100 Hari Kerja Bupati Parimo Difokuskan pada Penanganan Tambang Ilegal

Editor ; Moh.Nasir Tula

Palu, beritasulteng.id – Gubernur Sulawesi Tengah, H. Anwar Hafid, menegaskan bahwa penertiban aktivitas Pertambangan Tanpa Izin (PETI) di Kabupaten Parigi Moutong (Parimo) menjadi prioritas utama dalam 100 hari kerja pertama Bupati Parimo yang baru dilantik, Erwin Burase.

Penegasan tersebut disampaikan Gubernur Anwar Hafid usai melantik H. Erwin Burase, S. Kom sebagai Bupati Parimo dan H.Abdul Sahid, S.Pd sebagai Wakil Bupati Parimo, serta Amirudin Tamoreka sebagai Bupati Banggai, dalam upacara pelantikan resmi yang digelar di Kantor Gubernur Sulteng, Senin (2/6/2025).

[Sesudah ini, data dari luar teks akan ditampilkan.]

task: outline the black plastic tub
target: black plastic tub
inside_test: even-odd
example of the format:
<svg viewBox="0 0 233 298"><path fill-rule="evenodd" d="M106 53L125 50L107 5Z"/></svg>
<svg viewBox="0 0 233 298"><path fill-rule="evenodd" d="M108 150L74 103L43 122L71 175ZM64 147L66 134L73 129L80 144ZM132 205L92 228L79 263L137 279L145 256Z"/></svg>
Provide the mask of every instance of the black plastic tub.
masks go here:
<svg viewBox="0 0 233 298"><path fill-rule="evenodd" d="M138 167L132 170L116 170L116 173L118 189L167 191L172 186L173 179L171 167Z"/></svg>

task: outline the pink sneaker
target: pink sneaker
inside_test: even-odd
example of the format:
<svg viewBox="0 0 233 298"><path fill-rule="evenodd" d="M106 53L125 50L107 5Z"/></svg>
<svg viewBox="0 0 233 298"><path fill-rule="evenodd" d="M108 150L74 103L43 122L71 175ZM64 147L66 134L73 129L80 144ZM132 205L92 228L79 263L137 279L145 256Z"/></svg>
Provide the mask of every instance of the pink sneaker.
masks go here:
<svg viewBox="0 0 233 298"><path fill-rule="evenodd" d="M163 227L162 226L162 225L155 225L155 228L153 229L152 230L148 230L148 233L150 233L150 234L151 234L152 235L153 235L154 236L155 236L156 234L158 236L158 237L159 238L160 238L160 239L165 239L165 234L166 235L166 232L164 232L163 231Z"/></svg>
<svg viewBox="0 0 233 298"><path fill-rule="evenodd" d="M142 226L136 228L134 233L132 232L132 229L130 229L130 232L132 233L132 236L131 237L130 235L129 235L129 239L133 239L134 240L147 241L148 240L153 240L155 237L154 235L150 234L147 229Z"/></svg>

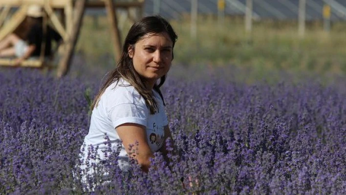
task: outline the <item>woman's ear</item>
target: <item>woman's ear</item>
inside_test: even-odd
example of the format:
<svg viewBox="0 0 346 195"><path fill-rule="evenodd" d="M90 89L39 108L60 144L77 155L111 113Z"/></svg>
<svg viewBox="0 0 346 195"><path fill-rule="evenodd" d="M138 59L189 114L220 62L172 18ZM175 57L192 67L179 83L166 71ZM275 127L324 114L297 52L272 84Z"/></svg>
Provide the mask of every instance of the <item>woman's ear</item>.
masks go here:
<svg viewBox="0 0 346 195"><path fill-rule="evenodd" d="M129 56L130 56L130 58L133 57L133 47L132 46L129 46L128 48L128 53L129 53Z"/></svg>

Menurut Gubernur, aktivitas tambang ilegal yang marak di sejumlah wilayah Parimo telah memberikan dampak serius terhadap lingkungan, terutama pada kualitas air sungai yang menjadi sumber utama bagi para petani dan masyarakat setempat.

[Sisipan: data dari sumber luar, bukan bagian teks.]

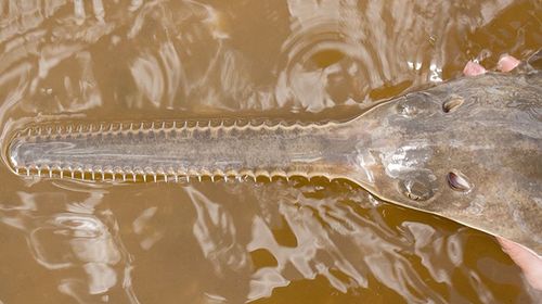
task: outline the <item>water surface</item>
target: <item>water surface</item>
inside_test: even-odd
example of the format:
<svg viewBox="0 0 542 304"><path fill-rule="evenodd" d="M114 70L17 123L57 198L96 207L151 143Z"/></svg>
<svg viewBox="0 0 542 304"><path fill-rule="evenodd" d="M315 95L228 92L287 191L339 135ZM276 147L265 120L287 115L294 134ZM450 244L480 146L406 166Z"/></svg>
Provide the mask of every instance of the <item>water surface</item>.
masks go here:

“Kita harus memberikan perlindungan sebesar-besarnya terhadap petani. Air sungai yang tercemar akibat tambang ilegal sangat membahayakan keberlanjutan pertanian dan kesehatan masyarakat,” tegas Gubernur Anwar.

Ia menambahkan bahwa pemerintah provinsi akan mendukung penuh langkah-langkah tegas Bupati Parimo dalam menertibkan tambang ilegal, baik melalui koordinasi lintas sektor, pendekatan hukum, maupun sosialisasi kepada masyarakat terkait bahaya dan dampaknya.

Nantinya Pemprov Sulteng akan membentuk satuan tugas (Satgas) khusus yang akan menangani penertiban PETI secara terstruktur dan kolaboratif.

Langkah ini diharapkan menjadi awal penegakan hukum lingkungan yang lebih konsisten dan berdampak nyata bagi keberlanjutan hidup masyarakat Parigi Moutong, tutup mantan Bupati Morowali dua periode.